Infatti molta della violenza che vediamo oggi avviene così, con noncuranza, come se l’altro appunto non esistesse davvero, non fosse un compagno che condivide la medesima natura vivente ma un mero bersaglio, un oggetto da spazzare via come una cosa (se infastidisce o se solo se ne ha voglia).
Forza di volontà o volontà di potenza?
Susanna Tamaro nota come oggi si sia sostituita alla forza di volontà, esito dell’educazione, la volontà di potenza.
La forza di volontà è frutto dell’educazione perché comporta la voglia di migliorarsi, di imparare dall’altro.
Essa è apertura, è possibilità di sviluppo e di affinamento, è umiltà, è voglia di capire e imparare davvero.
È al fondo coscienza di sè stessi, quella che consente il dominio su di sé e sui propri istinti.
La volontà di potenza invece è acefala, si concretizza nella prepotenza senza pensiero e senza capacità di autocontrollo.
Oggi purtroppo molte persone sono già adulte e figlie della progressiva e inarrestabile eclissi dell’educazione.

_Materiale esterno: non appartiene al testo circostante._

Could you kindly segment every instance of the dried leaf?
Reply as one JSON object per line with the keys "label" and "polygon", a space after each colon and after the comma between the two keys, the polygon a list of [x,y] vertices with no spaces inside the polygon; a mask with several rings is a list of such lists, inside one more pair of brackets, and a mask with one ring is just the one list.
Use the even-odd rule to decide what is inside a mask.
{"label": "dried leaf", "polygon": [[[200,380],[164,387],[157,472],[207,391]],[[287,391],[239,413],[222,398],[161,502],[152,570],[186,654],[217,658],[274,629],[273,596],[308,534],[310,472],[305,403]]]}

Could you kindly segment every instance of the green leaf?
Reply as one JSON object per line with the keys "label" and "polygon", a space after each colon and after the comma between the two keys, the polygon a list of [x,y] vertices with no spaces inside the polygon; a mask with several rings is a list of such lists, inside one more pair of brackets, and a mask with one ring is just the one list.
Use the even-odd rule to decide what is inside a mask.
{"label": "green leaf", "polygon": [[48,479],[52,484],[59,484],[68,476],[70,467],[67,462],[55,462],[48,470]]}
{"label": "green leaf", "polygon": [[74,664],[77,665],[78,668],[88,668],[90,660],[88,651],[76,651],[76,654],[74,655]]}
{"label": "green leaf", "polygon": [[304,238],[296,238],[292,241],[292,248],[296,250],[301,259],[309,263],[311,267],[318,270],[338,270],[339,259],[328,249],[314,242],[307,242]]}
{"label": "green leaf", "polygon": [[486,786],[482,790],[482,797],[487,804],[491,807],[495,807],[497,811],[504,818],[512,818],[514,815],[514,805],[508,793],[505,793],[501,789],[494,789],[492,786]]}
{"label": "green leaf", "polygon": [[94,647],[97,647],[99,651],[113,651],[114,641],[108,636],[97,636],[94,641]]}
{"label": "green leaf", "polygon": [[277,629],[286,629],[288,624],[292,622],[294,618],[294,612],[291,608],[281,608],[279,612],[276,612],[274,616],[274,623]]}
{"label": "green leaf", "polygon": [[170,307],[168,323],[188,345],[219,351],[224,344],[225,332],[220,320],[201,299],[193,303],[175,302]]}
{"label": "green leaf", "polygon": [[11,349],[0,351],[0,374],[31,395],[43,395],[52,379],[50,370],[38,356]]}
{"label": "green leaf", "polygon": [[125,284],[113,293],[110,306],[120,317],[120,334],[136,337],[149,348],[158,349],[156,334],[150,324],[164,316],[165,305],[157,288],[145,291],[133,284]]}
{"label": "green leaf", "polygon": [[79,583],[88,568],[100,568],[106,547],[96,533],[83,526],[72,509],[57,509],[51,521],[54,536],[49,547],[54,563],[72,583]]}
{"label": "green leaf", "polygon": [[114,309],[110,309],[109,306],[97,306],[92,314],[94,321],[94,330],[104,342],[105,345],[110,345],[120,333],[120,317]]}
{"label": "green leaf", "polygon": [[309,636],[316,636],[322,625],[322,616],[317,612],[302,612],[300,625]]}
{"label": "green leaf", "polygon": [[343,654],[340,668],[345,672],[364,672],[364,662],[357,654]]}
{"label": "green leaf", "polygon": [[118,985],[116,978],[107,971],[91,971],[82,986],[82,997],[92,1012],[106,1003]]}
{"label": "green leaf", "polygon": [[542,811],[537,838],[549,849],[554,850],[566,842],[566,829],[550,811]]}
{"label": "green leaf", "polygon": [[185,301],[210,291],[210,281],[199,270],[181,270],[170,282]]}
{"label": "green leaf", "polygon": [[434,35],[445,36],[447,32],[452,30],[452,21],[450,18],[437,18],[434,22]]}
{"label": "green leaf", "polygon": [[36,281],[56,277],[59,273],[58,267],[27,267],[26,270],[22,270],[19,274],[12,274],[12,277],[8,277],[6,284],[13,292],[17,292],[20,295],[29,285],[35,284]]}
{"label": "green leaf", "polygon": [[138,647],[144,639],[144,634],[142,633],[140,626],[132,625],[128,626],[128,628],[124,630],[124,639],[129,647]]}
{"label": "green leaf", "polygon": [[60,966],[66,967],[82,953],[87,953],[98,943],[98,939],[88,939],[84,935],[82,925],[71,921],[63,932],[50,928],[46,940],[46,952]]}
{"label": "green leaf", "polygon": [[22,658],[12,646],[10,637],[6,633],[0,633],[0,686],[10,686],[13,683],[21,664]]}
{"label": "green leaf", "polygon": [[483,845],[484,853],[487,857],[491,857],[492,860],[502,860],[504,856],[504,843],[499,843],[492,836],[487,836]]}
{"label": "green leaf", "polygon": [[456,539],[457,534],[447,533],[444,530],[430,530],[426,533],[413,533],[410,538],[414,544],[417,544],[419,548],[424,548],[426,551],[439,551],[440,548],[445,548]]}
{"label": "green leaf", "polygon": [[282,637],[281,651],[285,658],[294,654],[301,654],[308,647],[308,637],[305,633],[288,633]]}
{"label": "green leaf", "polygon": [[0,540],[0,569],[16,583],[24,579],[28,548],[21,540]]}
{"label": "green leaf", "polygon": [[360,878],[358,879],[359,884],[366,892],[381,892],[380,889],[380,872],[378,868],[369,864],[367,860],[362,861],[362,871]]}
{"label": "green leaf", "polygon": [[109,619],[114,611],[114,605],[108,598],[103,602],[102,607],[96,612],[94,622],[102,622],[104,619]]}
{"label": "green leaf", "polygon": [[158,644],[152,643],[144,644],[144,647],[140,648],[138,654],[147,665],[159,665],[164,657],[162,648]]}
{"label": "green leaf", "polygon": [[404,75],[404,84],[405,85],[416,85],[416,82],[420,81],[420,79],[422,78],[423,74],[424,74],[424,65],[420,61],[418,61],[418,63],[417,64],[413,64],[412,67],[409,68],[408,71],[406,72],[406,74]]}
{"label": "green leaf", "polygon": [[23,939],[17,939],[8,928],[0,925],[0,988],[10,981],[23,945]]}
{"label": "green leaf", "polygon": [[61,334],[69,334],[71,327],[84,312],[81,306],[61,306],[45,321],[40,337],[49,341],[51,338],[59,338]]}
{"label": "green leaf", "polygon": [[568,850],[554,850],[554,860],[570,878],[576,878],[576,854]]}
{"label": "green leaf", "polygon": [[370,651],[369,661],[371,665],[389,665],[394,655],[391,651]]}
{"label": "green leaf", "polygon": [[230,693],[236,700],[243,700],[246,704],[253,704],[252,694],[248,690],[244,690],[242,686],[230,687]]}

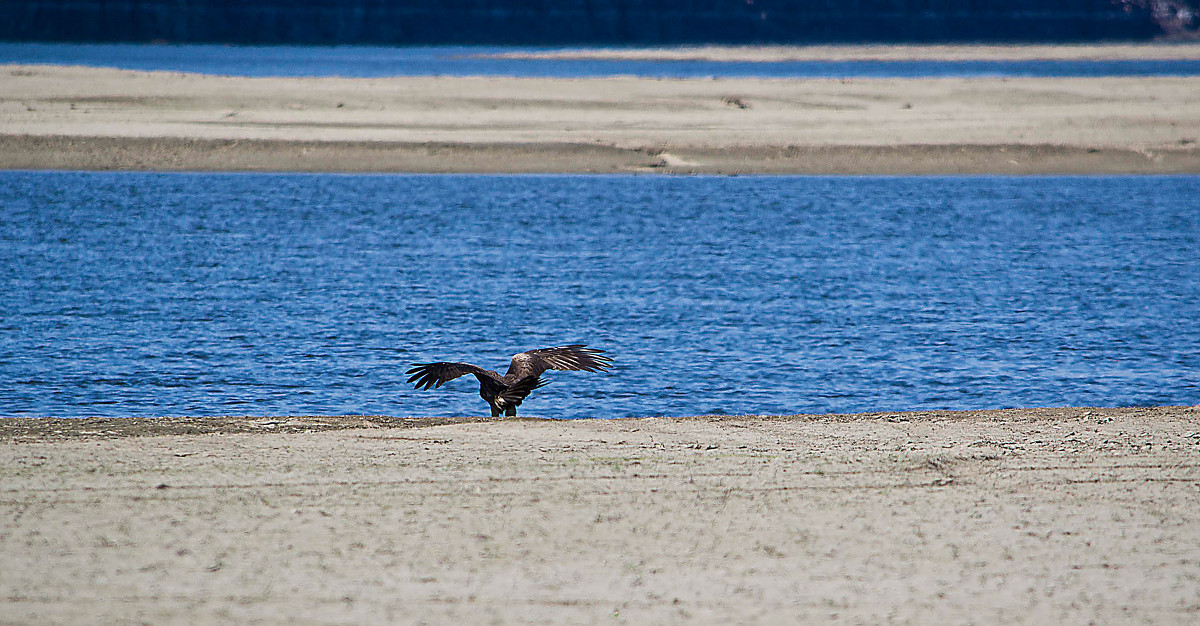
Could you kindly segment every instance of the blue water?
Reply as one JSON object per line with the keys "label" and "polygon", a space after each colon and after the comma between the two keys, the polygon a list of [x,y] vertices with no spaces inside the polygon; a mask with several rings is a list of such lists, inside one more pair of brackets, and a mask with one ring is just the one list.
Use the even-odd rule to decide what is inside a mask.
{"label": "blue water", "polygon": [[1200,403],[1200,177],[0,172],[0,415]]}
{"label": "blue water", "polygon": [[581,78],[908,78],[1197,76],[1200,60],[597,61],[506,59],[535,48],[0,43],[0,63],[88,65],[232,76],[523,76]]}

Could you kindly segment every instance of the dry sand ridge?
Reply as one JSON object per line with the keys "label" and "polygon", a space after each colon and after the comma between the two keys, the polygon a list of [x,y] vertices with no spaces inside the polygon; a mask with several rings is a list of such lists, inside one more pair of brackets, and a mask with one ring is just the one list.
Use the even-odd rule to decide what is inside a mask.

Molti contesti educativi e di cura come la famiglia, la scuola e persino la psicoterapia galleggiano in un “lascia fare” molle e disimpegnato o si riappropriano del peggio del peggio della cultura educativa autoritaria.
Se vogliamo ripristinare un equilibrio e una società meno violenta è allora quantomai necessario riscoprire l’esistenza del bene e del male e del loro complesso intreccio nella psiche umana.
Tale consapevolezza può portare a rinunciare all’ideale del bambino perfetto e a rimboccarsi le maniche per tornare a essere figure autorevoli (non autoritarie ma nemmeno fragili e disimpegnate).